Carcassonne. Sting at the Cité: the message has aged well...
After 2006 and 2015, Sting returned to the Cité yesterday for a sold-out concert, dressed in ponchos and plastic capes. At 67, the English singer and bassist enjoyed revisiting his global hits, singing along.
It wasn't easy, as he wasn't particularly well-known, despite 3 million albums sold and a collaboration with Suzanne Vega in 2009, to warm up a room dotted with anxious fans, who came for Sting, equipped with colourful ponchos and makeshift transparent capes. Wondering whether today's "stage," eagerly awaited for months, would go ahead or be cancelled, like earlier in the Tour de France. The Alaphilippe of the evening, hung on, alone on stage with his guitar, but only lasted 20 minutes. At 9 p.m., the heavy waiting began, eyes fixed on the sky. Then came Sting, greeted by a standing ovation before he had even delivered his introductory story.
"Let's start with 1976. I was the lead singer of an unknown band, we weren't making any money, but I was well off because I was a schoolteacher," Sting then recounts the genesis of "Roxane," which appeared in his imagination in his hotel room at the Gare St-Lazare station, where a Cyrano poster hung.
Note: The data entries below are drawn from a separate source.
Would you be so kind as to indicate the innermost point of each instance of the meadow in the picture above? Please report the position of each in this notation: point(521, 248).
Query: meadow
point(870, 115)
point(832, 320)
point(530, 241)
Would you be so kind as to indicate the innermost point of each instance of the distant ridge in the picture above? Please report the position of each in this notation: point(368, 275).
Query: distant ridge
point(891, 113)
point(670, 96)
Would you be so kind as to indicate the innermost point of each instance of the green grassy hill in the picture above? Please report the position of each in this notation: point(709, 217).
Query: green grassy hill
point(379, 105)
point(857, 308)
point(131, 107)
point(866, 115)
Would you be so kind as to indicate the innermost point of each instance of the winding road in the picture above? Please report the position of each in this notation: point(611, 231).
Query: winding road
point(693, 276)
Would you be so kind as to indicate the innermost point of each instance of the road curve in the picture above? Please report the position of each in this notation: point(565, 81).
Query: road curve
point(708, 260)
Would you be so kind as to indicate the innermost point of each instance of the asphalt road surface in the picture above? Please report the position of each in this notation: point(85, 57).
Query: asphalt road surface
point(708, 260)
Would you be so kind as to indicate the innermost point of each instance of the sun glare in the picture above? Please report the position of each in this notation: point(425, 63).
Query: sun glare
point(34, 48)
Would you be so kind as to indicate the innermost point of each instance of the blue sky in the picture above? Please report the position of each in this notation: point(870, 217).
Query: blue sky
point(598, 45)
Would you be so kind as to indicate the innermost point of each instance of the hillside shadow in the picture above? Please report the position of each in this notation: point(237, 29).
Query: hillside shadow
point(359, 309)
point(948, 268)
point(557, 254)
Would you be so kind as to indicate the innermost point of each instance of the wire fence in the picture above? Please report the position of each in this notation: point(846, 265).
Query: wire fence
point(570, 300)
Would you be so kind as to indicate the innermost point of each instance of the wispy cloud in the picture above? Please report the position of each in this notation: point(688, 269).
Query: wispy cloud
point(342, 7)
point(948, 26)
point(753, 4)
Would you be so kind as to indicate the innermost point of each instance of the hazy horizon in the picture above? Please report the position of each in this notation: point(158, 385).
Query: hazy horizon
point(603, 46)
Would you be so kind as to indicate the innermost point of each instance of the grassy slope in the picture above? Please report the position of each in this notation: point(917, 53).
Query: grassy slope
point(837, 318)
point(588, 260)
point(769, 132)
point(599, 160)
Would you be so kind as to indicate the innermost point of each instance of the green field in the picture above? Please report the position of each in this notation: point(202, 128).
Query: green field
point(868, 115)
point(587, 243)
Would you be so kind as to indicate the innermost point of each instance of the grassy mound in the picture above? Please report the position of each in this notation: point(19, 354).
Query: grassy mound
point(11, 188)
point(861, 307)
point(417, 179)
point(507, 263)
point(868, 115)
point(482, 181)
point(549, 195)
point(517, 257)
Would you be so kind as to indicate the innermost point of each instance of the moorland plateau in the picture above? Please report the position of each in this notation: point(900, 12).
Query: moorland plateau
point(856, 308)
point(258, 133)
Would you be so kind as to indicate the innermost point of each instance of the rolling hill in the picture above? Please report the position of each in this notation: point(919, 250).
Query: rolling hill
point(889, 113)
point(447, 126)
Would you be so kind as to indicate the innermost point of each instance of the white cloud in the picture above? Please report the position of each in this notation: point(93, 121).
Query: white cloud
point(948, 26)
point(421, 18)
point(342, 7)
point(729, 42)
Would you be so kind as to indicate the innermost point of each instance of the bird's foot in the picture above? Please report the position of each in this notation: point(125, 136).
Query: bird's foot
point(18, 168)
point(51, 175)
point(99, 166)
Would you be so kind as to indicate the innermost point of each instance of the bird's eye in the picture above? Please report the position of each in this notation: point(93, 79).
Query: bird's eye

On guitar, with only two backing singers and a few discreet cymbal clashes, Roxane seemed almost more alive than it had been in 1976. Like many other songs in the Englishman's repertoire, including the astonishing "Wrapped Around Your Fingers" sung in reggae, or the bluesy "Brand New Day" accompanied by a 15-year-old kid on the harmonica.
Want more? "Shape of my heart" accompanied by a young, very soulful male voice, or "Walking on the moon" Vélodrome stadium version, with a choir of 3,000 people. "Russians" from his first solo album, in the last encores, with "Fragile" It's certain that with 43 years on stage (and yes, this athletic British man is 67 years old), the message has aged well. Rock, blues, reggae, pop, rock and roll ("Next to you"): Sting has shown us all the colours, to the great delight of the spectators wrapped up in their colourful ponchos.